Can a robot teach itself through tree-guided planning

Disembodied AI has made dazzling leaps, but real-world robots still stumble on long, multi-step tasks. A robot might need to locate a tomato, heat it in a microwave, and then place it in a sink basin. Each subgoal depends on the previous one, and a misstep early on can derail the entire plan. That kind of long horizon is where embodied intelligence earns its keep or breaks.

SEEA-R1, created by researchers at the Beijing Innovation Center of Humanoid Robotics and the State Key Laboratory of Multimedia Information Processing at Peking University, is a bold attempt to endow embodied agents with the ability to grow smarter by teaching themselves.
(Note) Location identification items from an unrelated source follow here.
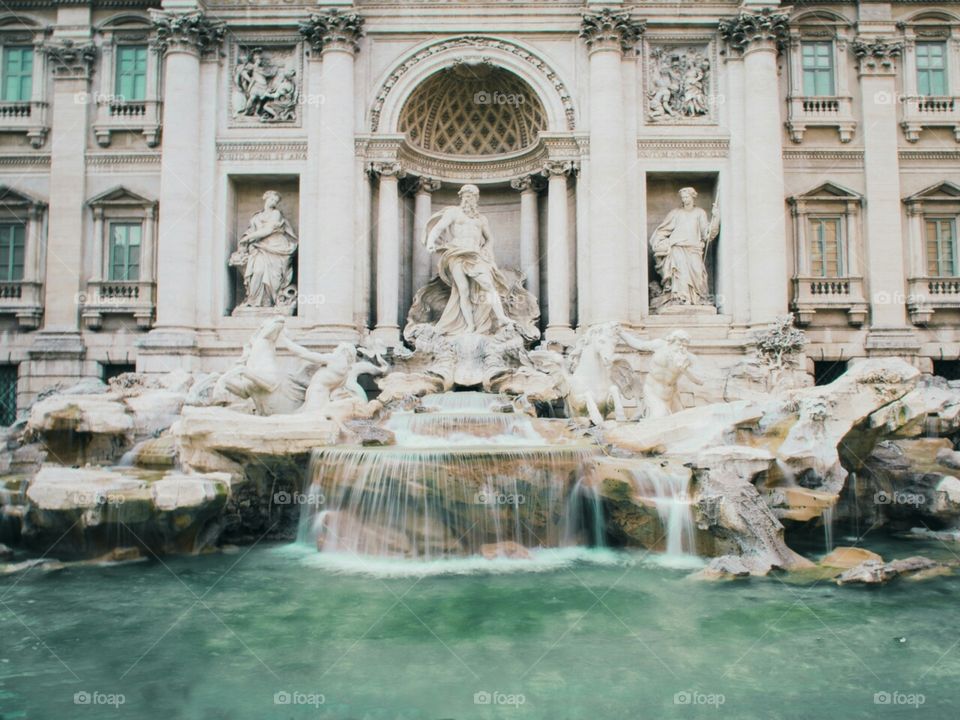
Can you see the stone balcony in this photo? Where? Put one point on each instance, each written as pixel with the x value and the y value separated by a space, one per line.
pixel 24 299
pixel 108 297
pixel 929 111
pixel 128 116
pixel 822 111
pixel 926 295
pixel 815 294
pixel 27 117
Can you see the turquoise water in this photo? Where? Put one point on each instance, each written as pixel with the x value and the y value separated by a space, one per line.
pixel 582 636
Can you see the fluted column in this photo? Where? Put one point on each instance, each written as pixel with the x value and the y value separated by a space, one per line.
pixel 182 37
pixel 335 36
pixel 529 232
pixel 758 37
pixel 884 238
pixel 71 63
pixel 422 262
pixel 388 251
pixel 558 252
pixel 608 35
The team, led by Wanxin Tian and Shijie Zhang, with Jason Ju guiding the project and Shanghang Zhang and Jian Tang as corresponding authors, built a loop that makes the agent improve its own reasoning and actions over time.

Two challenges loom large in reinforcement fine tuning for embodied tasks: rewards that are sparse and delayed, and hand crafted rewards that fail to generalize. SEEA-R1 tackles both by turning long chains of decisions into dense, usable signals through a tree guided approach, and by learning a reward model that can estimate progress across different tasks and environments. The result is a self-evolving agent that can plan, learn, and adapt with less human handholding.
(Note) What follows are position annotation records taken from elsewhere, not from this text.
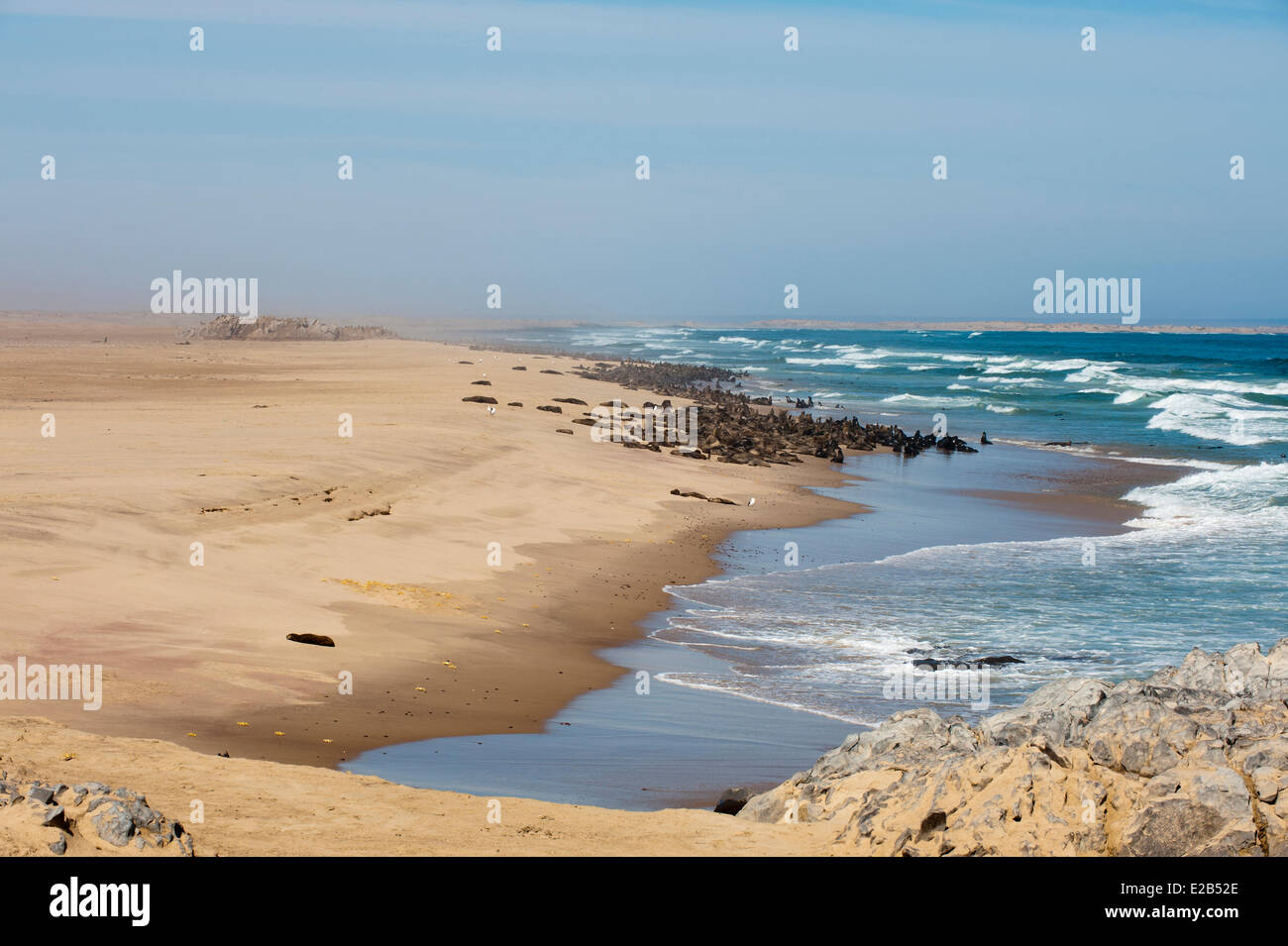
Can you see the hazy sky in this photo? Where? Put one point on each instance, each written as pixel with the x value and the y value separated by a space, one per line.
pixel 768 167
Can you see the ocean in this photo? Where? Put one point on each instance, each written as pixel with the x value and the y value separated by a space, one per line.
pixel 1203 564
pixel 947 567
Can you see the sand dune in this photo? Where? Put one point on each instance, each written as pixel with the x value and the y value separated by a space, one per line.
pixel 237 446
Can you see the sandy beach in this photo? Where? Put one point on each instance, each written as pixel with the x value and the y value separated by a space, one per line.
pixel 468 566
pixel 235 446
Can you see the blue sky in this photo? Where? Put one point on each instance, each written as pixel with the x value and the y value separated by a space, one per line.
pixel 768 167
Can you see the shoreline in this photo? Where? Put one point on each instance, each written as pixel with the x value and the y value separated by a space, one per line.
pixel 513 681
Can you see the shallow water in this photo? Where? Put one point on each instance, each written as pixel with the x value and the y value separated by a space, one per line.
pixel 945 567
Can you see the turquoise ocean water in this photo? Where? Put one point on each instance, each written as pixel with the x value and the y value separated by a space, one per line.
pixel 777 662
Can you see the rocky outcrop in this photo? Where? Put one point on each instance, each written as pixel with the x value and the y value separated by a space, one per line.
pixel 734 428
pixel 93 812
pixel 270 328
pixel 1190 762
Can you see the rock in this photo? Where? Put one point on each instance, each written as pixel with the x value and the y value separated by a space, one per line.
pixel 271 328
pixel 317 640
pixel 1170 766
pixel 114 824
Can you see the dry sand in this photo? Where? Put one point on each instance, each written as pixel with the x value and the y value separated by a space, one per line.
pixel 236 446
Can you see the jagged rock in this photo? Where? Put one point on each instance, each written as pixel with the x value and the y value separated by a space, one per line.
pixel 271 328
pixel 732 800
pixel 1168 766
pixel 40 794
pixel 317 640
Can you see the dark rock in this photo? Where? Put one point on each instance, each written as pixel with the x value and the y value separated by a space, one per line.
pixel 42 795
pixel 317 640
pixel 733 800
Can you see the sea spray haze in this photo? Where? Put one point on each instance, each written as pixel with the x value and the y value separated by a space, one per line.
pixel 1202 563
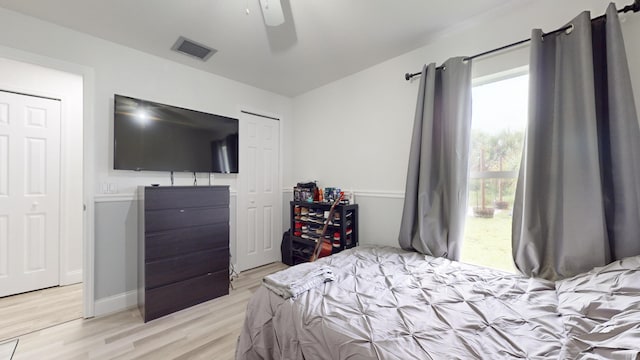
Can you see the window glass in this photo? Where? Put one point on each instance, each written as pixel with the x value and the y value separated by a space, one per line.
pixel 497 134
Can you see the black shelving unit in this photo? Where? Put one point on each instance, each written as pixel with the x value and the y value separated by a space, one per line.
pixel 344 224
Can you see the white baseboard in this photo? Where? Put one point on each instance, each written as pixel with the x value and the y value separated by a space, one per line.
pixel 115 303
pixel 72 277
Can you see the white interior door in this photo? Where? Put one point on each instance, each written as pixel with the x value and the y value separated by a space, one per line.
pixel 29 193
pixel 259 199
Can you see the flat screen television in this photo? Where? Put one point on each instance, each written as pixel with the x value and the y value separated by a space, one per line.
pixel 158 137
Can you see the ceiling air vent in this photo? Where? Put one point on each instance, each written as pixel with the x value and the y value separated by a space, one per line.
pixel 192 48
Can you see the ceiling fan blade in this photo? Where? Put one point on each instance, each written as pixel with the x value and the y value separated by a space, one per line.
pixel 272 12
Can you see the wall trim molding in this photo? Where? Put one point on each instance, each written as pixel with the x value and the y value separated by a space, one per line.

A framework for self-evolving embodied agents

At its heart, SEEA-R1 runs in two almost ritual cycles. In Data Evolution the agent interacts with its world via Monte Carlo Tree Search to build trajectories that reveal not only which actions work, but how promising each step is. The tree turns the end result into a cascade of intermediate rewards, giving learning signals at every bend in the plan rather than only at the finish line.

In Model Evolution the agent updates two models: the Policy Model that actually chooses actions, and the Reward Model that judges how well a sequence did. The Reward Model is a Multi-modal Generative Reward Model built on a multimodal language model; given the agent’s history it outputs a structured verdict and, crucially, a reasoned trace. This makes the rewards less brittle and more transferable across tasks and settings.
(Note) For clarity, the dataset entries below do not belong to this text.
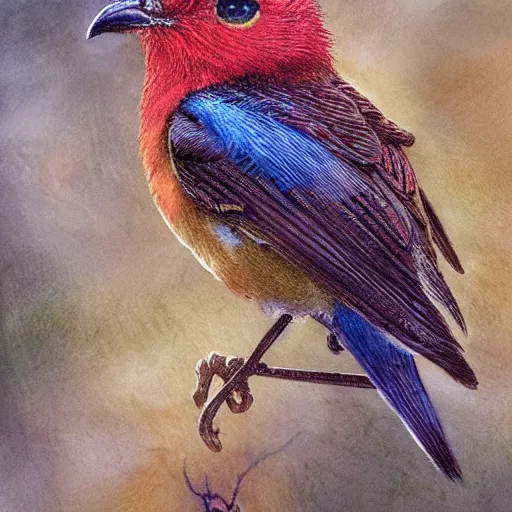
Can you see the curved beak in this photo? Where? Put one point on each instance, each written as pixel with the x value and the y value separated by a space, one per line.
pixel 121 16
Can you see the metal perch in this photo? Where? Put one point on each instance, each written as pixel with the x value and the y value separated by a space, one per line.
pixel 235 372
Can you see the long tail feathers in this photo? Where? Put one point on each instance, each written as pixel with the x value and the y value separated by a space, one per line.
pixel 393 371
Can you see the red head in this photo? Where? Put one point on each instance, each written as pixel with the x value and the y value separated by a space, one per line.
pixel 202 42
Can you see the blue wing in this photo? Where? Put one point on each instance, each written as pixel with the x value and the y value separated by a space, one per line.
pixel 310 177
pixel 315 197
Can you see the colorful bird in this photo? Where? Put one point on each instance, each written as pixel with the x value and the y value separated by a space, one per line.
pixel 294 189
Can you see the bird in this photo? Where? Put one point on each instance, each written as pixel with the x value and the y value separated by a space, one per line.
pixel 294 189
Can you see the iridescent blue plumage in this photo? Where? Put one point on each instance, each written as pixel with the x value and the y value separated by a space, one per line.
pixel 320 177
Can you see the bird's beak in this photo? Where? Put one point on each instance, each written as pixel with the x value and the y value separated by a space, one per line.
pixel 125 15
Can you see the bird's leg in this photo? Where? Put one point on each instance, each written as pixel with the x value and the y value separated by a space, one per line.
pixel 235 372
pixel 237 375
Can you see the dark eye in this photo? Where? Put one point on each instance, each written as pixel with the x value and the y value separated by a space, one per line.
pixel 238 12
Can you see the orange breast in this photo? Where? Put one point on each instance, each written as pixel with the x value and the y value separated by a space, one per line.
pixel 247 268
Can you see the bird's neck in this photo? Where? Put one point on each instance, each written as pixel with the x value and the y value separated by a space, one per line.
pixel 170 76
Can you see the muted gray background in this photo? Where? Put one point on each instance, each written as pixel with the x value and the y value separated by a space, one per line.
pixel 104 314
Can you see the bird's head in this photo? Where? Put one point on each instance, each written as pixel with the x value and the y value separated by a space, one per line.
pixel 219 40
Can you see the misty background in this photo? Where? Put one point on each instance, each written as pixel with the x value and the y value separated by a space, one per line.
pixel 104 314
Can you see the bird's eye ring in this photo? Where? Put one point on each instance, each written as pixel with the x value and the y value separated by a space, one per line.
pixel 238 13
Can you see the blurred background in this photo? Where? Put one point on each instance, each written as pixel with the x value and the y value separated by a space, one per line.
pixel 104 314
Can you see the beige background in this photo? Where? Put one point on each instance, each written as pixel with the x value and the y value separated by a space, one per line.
pixel 104 314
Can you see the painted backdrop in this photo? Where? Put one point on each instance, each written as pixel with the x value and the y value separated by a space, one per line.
pixel 104 314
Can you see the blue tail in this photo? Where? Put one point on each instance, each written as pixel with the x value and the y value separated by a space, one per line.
pixel 393 371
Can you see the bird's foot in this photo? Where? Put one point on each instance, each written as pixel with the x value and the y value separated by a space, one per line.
pixel 224 367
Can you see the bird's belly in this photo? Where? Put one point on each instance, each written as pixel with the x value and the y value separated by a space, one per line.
pixel 245 266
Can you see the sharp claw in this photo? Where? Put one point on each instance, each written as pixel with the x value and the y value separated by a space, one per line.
pixel 210 437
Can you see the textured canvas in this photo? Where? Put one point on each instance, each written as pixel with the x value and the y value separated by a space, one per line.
pixel 105 313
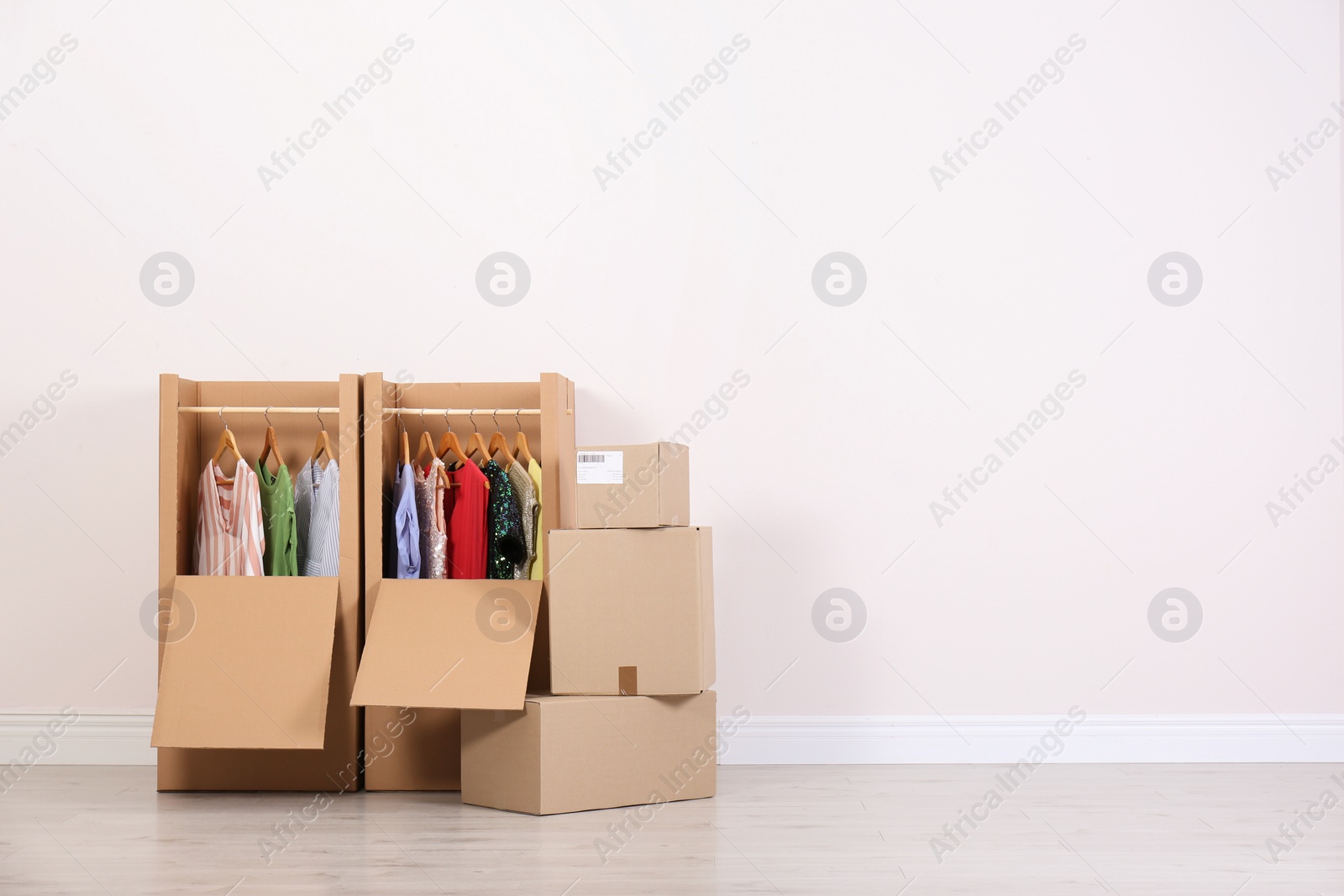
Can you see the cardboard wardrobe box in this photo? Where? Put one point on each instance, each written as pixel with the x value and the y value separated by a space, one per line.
pixel 633 486
pixel 437 647
pixel 571 754
pixel 632 611
pixel 255 672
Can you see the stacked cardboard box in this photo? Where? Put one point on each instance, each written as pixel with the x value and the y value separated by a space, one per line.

These two engines feed each other in a closed loop: better data yields smarter policies, and smarter policies generate better data. The SEEA-R1 team demonstrates that self-evolution is not a magical leap but a disciplined cycle of exploration, evaluation, and refinement.

Turning sparse rewards into learning fuel

Tree-GRPO is the core engine that densifies the learning signal. It folds Monte Carlo Tree Search into a policy optimization routine so that the agent can reason about multiple steps ahead while still receiving gradient-based updates. Instead of only learning from a win or loss, the agent sees a reward associated with branches of the decision tree—so it learns which micro-decisions push a plan toward success.

This approach addresses the credit assignment problem that haunts long horizon tasks. When you are heating a tomato, there are many actions before the outcome is known; Tree-GRPO assigns credit to each node along the path, so a misstep in the middle doesn’t obscure the final result. The policy update uses a careful balance: the advantage signal is combined with a KL penalty to keep updates stable as the agent explores.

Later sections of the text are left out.